Çeşitli ülkelerden 16 adayın yarıştığı başkan yardımcılığı seçimlerinde HAK-İŞ Gençlik Kolları Başkanı 2. en büyük oyu alarak 3 başkan yardımcısından biri oldu. BALCI’nın PERC Başkan Yardımcılığına seçilmesi HAK-İŞ’in uluslararası sendikal alandaki itibarını, etkinliğini ve gücünü ortaya koymuştur.

Genç kadın ve erkekler sendikal hareketin geleceğidir. Ancak işsizlikten, eğitimsizlikten, sömürüden ve işyerinde ayrımcılıktan en fazla etkilenen kesimi de onlar oluşturmaktadır. Gençlerin endişeleri ile beklentileriyle ilgilenmek, onların sendikalara katılımlarını sağlamak aynı zamanda sendikal hareketin geleceğini oluşturmak ve güçlendirmektir. Gençliğin örgütlülüğünün artırılması için sendikal kültür ile tanıştırılmaları gerekmektedir. Sendikaların ve STK’ların gençleri özendirici destekte bulunmaları gerekmektedir. Bu politika önerilerinin gençlerle birlikte tartışılması, bu konularda aksayan hususların onların gözünden değerlendirilmesi ve önerilerinin alınması yol haritasına daha güçlü bir belge özelliği kazandıracaktır.
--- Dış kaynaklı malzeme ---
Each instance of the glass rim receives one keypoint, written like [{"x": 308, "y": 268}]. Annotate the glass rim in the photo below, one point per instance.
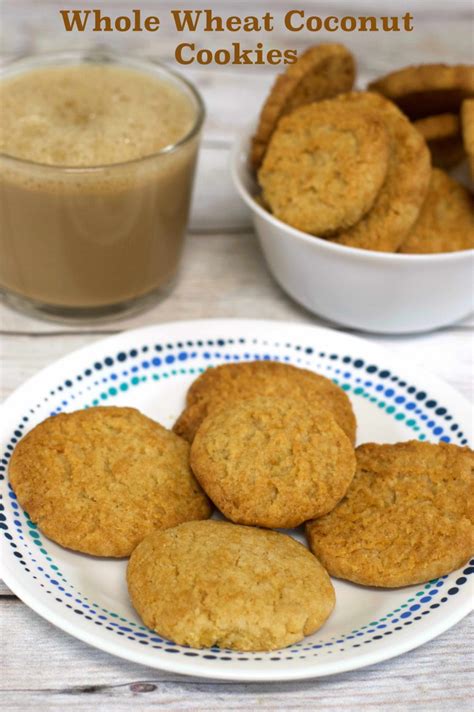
[{"x": 99, "y": 55}]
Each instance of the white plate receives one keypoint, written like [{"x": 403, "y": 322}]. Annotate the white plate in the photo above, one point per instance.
[{"x": 151, "y": 369}]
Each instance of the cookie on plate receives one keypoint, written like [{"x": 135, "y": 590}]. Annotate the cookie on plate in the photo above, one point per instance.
[
  {"x": 443, "y": 136},
  {"x": 324, "y": 166},
  {"x": 206, "y": 584},
  {"x": 467, "y": 120},
  {"x": 407, "y": 517},
  {"x": 99, "y": 480},
  {"x": 272, "y": 462},
  {"x": 427, "y": 89},
  {"x": 399, "y": 201},
  {"x": 446, "y": 221},
  {"x": 320, "y": 73},
  {"x": 218, "y": 387}
]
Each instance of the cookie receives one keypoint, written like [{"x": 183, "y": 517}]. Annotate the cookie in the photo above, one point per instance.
[
  {"x": 99, "y": 480},
  {"x": 206, "y": 584},
  {"x": 446, "y": 221},
  {"x": 324, "y": 166},
  {"x": 218, "y": 387},
  {"x": 399, "y": 201},
  {"x": 467, "y": 120},
  {"x": 272, "y": 462},
  {"x": 443, "y": 136},
  {"x": 320, "y": 73},
  {"x": 427, "y": 89},
  {"x": 407, "y": 517}
]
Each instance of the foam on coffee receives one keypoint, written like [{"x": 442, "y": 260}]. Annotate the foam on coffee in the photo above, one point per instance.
[
  {"x": 75, "y": 239},
  {"x": 90, "y": 115}
]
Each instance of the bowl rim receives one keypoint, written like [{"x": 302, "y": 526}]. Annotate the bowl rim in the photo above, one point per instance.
[{"x": 240, "y": 149}]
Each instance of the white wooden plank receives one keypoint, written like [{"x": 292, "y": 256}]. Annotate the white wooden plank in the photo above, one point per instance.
[
  {"x": 445, "y": 353},
  {"x": 61, "y": 672}
]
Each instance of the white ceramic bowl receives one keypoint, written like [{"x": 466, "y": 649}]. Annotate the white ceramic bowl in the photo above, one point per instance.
[{"x": 372, "y": 291}]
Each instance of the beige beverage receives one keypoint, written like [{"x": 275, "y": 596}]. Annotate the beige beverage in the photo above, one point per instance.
[{"x": 97, "y": 167}]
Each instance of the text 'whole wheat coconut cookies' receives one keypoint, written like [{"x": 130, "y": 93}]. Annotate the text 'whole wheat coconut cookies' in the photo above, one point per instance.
[
  {"x": 320, "y": 73},
  {"x": 324, "y": 166},
  {"x": 99, "y": 480},
  {"x": 206, "y": 584},
  {"x": 446, "y": 220},
  {"x": 272, "y": 462},
  {"x": 397, "y": 206},
  {"x": 218, "y": 387},
  {"x": 427, "y": 89},
  {"x": 407, "y": 518}
]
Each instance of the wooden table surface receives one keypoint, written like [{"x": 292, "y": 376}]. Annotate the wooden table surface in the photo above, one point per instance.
[{"x": 224, "y": 275}]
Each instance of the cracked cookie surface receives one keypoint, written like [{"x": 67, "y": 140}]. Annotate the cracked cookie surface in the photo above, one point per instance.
[
  {"x": 397, "y": 206},
  {"x": 407, "y": 517},
  {"x": 320, "y": 73},
  {"x": 427, "y": 89},
  {"x": 99, "y": 480},
  {"x": 218, "y": 387},
  {"x": 272, "y": 462},
  {"x": 467, "y": 121},
  {"x": 324, "y": 166},
  {"x": 213, "y": 583}
]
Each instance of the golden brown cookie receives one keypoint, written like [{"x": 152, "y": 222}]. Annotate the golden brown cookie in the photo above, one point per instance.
[
  {"x": 324, "y": 166},
  {"x": 272, "y": 462},
  {"x": 398, "y": 203},
  {"x": 218, "y": 387},
  {"x": 212, "y": 583},
  {"x": 99, "y": 480},
  {"x": 427, "y": 89},
  {"x": 320, "y": 73},
  {"x": 443, "y": 136},
  {"x": 467, "y": 120},
  {"x": 407, "y": 517},
  {"x": 446, "y": 221}
]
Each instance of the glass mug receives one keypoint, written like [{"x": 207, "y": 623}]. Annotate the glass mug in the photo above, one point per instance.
[{"x": 93, "y": 241}]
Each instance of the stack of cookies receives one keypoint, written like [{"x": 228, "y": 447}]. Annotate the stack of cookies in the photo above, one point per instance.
[
  {"x": 271, "y": 446},
  {"x": 356, "y": 167}
]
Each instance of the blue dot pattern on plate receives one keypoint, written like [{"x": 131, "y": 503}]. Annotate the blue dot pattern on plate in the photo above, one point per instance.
[{"x": 116, "y": 373}]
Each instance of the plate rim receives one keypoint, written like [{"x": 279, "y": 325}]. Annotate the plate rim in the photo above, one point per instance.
[{"x": 189, "y": 667}]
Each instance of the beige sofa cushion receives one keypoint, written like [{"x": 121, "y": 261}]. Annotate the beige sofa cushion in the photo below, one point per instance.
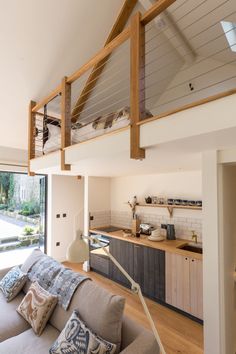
[
  {"x": 28, "y": 343},
  {"x": 34, "y": 256},
  {"x": 99, "y": 309},
  {"x": 36, "y": 307},
  {"x": 11, "y": 323}
]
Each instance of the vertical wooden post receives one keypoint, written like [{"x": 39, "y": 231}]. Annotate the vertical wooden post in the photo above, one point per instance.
[
  {"x": 65, "y": 121},
  {"x": 31, "y": 136},
  {"x": 137, "y": 79}
]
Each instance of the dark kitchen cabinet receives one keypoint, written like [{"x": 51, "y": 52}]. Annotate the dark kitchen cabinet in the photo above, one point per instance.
[
  {"x": 145, "y": 265},
  {"x": 124, "y": 253},
  {"x": 154, "y": 273}
]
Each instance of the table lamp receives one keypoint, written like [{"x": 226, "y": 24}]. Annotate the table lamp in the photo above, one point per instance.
[{"x": 78, "y": 252}]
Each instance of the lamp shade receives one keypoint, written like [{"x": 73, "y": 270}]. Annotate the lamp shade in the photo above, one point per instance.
[{"x": 78, "y": 250}]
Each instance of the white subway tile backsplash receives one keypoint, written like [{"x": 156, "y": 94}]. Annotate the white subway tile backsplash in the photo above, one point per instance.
[{"x": 183, "y": 225}]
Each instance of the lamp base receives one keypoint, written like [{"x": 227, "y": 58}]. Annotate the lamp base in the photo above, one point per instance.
[{"x": 86, "y": 266}]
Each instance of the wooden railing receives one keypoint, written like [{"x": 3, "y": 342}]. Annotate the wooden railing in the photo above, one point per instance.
[{"x": 135, "y": 33}]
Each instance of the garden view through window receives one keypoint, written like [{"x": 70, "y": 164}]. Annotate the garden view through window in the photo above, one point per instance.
[{"x": 22, "y": 216}]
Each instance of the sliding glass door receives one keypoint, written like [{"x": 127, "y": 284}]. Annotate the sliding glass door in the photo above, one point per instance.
[{"x": 22, "y": 215}]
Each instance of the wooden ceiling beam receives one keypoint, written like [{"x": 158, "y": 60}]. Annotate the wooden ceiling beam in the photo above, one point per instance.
[{"x": 117, "y": 28}]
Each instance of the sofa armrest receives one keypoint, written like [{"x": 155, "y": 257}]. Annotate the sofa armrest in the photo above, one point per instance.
[
  {"x": 4, "y": 271},
  {"x": 145, "y": 343}
]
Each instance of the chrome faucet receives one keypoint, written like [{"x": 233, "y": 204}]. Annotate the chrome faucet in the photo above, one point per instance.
[{"x": 194, "y": 236}]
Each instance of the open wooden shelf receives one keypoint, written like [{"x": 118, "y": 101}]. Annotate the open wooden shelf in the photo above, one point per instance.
[{"x": 169, "y": 207}]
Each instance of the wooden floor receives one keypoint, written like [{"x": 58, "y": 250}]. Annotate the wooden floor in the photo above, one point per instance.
[{"x": 178, "y": 333}]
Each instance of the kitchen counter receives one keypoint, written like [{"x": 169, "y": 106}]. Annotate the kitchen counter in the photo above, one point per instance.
[{"x": 166, "y": 245}]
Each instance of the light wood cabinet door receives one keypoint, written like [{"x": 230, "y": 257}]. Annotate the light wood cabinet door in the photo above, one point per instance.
[
  {"x": 196, "y": 288},
  {"x": 184, "y": 284},
  {"x": 177, "y": 281}
]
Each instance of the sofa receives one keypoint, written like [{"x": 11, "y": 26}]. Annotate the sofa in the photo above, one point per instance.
[{"x": 101, "y": 310}]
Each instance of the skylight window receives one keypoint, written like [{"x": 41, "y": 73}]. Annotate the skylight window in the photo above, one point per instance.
[{"x": 230, "y": 33}]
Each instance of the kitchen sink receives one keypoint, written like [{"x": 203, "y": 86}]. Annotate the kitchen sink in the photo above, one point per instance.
[{"x": 192, "y": 247}]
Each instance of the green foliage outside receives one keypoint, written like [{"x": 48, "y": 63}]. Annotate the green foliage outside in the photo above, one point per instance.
[
  {"x": 8, "y": 200},
  {"x": 28, "y": 230},
  {"x": 30, "y": 208}
]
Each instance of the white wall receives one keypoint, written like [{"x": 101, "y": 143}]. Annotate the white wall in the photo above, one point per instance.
[
  {"x": 65, "y": 195},
  {"x": 99, "y": 194},
  {"x": 211, "y": 251},
  {"x": 204, "y": 76},
  {"x": 228, "y": 257},
  {"x": 179, "y": 184}
]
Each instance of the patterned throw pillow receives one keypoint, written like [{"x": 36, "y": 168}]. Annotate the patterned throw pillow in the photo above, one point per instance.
[
  {"x": 12, "y": 283},
  {"x": 37, "y": 307},
  {"x": 77, "y": 338}
]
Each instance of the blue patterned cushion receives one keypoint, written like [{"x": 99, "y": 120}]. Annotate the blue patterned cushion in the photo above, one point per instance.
[
  {"x": 76, "y": 338},
  {"x": 12, "y": 283}
]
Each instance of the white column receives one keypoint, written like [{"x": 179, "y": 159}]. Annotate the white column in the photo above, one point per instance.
[
  {"x": 86, "y": 215},
  {"x": 211, "y": 252}
]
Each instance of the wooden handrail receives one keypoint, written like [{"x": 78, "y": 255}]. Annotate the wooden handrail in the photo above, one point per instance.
[
  {"x": 47, "y": 99},
  {"x": 155, "y": 10},
  {"x": 31, "y": 135},
  {"x": 137, "y": 67},
  {"x": 189, "y": 106},
  {"x": 91, "y": 82},
  {"x": 65, "y": 120}
]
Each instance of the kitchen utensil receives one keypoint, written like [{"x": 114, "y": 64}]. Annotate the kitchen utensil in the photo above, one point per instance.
[
  {"x": 156, "y": 232},
  {"x": 146, "y": 229},
  {"x": 127, "y": 233},
  {"x": 170, "y": 228},
  {"x": 154, "y": 200},
  {"x": 156, "y": 239}
]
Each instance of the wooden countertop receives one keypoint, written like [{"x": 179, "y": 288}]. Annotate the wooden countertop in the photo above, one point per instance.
[{"x": 166, "y": 245}]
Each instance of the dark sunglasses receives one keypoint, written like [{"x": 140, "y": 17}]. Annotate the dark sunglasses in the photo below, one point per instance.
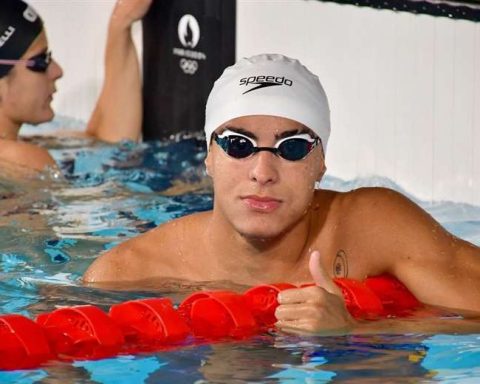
[
  {"x": 37, "y": 63},
  {"x": 292, "y": 148}
]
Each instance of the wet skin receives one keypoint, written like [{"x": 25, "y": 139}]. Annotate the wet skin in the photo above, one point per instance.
[{"x": 268, "y": 223}]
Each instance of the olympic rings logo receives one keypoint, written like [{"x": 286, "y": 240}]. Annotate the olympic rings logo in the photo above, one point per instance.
[{"x": 189, "y": 67}]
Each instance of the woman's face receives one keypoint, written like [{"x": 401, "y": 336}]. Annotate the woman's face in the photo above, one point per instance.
[{"x": 25, "y": 95}]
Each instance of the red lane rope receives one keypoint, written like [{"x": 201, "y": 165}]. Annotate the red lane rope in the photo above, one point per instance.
[{"x": 87, "y": 332}]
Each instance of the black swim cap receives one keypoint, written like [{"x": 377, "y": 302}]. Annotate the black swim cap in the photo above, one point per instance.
[{"x": 19, "y": 26}]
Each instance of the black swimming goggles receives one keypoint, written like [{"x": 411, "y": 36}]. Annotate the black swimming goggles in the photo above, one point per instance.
[
  {"x": 292, "y": 148},
  {"x": 37, "y": 63}
]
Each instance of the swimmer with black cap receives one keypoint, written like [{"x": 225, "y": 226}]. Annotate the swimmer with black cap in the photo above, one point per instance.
[
  {"x": 267, "y": 128},
  {"x": 28, "y": 76}
]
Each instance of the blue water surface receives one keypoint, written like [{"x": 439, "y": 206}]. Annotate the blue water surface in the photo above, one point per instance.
[{"x": 52, "y": 228}]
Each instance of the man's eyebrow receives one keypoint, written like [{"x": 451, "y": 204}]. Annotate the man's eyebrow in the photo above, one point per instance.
[{"x": 240, "y": 130}]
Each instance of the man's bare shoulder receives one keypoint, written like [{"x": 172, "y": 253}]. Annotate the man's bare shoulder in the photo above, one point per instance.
[
  {"x": 377, "y": 201},
  {"x": 154, "y": 253}
]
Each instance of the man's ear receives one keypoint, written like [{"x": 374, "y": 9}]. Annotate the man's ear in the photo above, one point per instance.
[{"x": 208, "y": 164}]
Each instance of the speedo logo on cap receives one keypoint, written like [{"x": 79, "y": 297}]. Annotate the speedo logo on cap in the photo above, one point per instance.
[{"x": 264, "y": 81}]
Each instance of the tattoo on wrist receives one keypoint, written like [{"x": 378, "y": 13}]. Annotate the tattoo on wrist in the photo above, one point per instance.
[{"x": 340, "y": 264}]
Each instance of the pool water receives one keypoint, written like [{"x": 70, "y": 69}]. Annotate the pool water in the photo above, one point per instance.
[{"x": 52, "y": 228}]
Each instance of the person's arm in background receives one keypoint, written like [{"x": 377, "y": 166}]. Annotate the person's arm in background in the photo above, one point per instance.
[{"x": 118, "y": 112}]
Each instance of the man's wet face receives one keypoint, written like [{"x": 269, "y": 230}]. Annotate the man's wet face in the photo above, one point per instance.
[{"x": 263, "y": 195}]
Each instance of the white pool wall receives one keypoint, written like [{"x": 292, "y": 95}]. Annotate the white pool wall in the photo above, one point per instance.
[{"x": 404, "y": 89}]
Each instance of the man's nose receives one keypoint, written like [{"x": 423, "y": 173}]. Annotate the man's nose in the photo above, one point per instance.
[
  {"x": 264, "y": 168},
  {"x": 55, "y": 70}
]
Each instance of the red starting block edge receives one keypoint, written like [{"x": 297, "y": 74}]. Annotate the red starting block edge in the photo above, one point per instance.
[{"x": 146, "y": 325}]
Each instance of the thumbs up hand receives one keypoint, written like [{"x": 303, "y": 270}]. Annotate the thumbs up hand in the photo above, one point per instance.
[{"x": 315, "y": 308}]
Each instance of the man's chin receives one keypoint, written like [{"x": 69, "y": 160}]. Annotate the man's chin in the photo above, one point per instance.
[
  {"x": 45, "y": 118},
  {"x": 261, "y": 235}
]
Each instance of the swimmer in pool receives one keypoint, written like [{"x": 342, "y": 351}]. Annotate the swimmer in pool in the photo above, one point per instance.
[
  {"x": 28, "y": 74},
  {"x": 267, "y": 129}
]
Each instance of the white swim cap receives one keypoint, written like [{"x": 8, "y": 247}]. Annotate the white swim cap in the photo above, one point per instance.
[{"x": 269, "y": 84}]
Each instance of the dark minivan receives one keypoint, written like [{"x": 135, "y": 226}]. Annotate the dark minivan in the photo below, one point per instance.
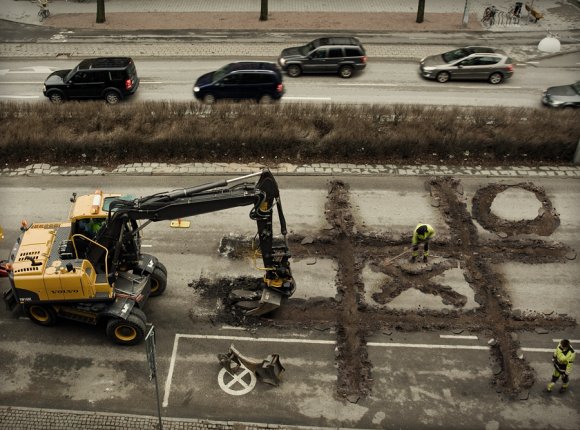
[
  {"x": 245, "y": 80},
  {"x": 108, "y": 78},
  {"x": 338, "y": 55}
]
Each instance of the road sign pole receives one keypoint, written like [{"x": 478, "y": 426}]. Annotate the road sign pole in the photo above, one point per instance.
[
  {"x": 466, "y": 13},
  {"x": 150, "y": 347}
]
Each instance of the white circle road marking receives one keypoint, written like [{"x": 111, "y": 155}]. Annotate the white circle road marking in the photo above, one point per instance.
[{"x": 237, "y": 380}]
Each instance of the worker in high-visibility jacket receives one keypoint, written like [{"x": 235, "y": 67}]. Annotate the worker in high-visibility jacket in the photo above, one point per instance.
[
  {"x": 562, "y": 359},
  {"x": 422, "y": 234}
]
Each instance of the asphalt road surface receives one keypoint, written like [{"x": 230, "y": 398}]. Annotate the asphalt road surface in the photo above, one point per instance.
[
  {"x": 443, "y": 376},
  {"x": 382, "y": 82}
]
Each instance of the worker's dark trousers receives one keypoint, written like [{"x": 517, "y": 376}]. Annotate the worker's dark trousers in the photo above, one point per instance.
[
  {"x": 425, "y": 249},
  {"x": 557, "y": 374}
]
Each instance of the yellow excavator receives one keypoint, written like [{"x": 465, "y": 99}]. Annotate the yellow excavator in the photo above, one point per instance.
[{"x": 91, "y": 268}]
Türkiye, genç nüfusunu geleceğin insan onuruna yaraşır iş pozisyonlarına hazırlayacak bir eğitim sistemini ve iyi/düzgün işler yaratan bir işgücü piyasasını geliştirebildiği takdirde, tarihi bir fırsatı etkin şekilde değerlendirmiş olacaktır.

Bir sendikacı olarak düşünürsek, odaklanmamız gereken 6 nokta bulunmakta ve bunlar üzerinde pratik olarak çalışmamız gerekmektedir;
* Sendikanızın gençlere ve genç üyelerinize yönelik gerçekleştirdiği çalışmalar nelerdir?
* Sendikanız Ana Tüzüğünde genç odaklı hangi düzenlemeler yer alıyor?
* Genç üyelerinizin çalışma hayatında karşılaştığı 5 Temel sorun alanı nedir?
* Toplu İş Sözleşmesi müzakerelerine genç üye katılımı nasıl arttırılabilir?
* Gençlerin sendikalara kazandırılması için neler yapılmalıdır? 
* Sendikanızdaki genç üyeler sendikal faaliyetlerde aktif bir görevde yer alıyorlar mı? Genç üyelerin daha aktif görevlerde yer alması için neler yapılmalıdır?

HAK-İŞ, gündelik çalışmalarını bu çerçevede yoğunlaştırmakta ve sürdürmektedir.